3.1. ページシーケンス

 文書を構成する要素について突き詰めていくと、それは文字であったり、あるいは図や表であったりします。そして、これらを描くためにはキャンバスとなるものが必要です。改めて説明するほどのことではありませんが、物理的には一枚の印刷用紙が、概念的にはページがキャンバスに相当します。
 さて、文字や図を表示するには、それに先立ってページ(用紙)のサイズなどを決める必要があります。用紙サイズなどのページ特性を指定するために用いるのがページシーケンスです。ただし、ページシーケンスは単にページ特性情報を持っているというわけではありません。たとえば、表紙と本文、あるいは見開きの右ページと左ページで余白などのレイアウトを変更する必要があるとします。これを実現するために、各ページごとにページ特性を指定することは、普通に考えればナンセンスといえます。ページシーケンスの本来の役割は、こういった「右ページはこのレイアウト、左ページはこのレイアウト」といった条件に従って適切なページを自動選択して生成することにあるといえます(図3.1)。


図3.1 ページシーケンスからページを生成

 ページシーケンスは非常に柔軟なページ制御が可能になっているのですが、その分だけスタイル指定もやや複雑になっています。
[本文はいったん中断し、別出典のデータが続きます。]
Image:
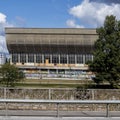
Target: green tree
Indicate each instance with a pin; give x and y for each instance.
(106, 63)
(10, 75)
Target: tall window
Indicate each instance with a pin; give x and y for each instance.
(71, 59)
(88, 57)
(80, 59)
(38, 58)
(55, 58)
(31, 58)
(47, 58)
(14, 57)
(63, 58)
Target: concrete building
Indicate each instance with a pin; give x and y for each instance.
(51, 52)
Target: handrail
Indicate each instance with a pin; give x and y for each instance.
(107, 102)
(60, 101)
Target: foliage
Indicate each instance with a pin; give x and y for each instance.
(106, 63)
(10, 74)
そこで、この複雑な指定の代わりに、ページ制御機能を実質的に取り払って、単純に同じレイアウトのページを繰り返し生成する、その代わりスタイル指定をぐんと簡略化した simple-page-sequence フロー・オブジェクト・クラスが用意されています[1]

[1] 完全な機能を持つ page-sequence フロー・オブジェクト・クラスについては第6 章で解説しています。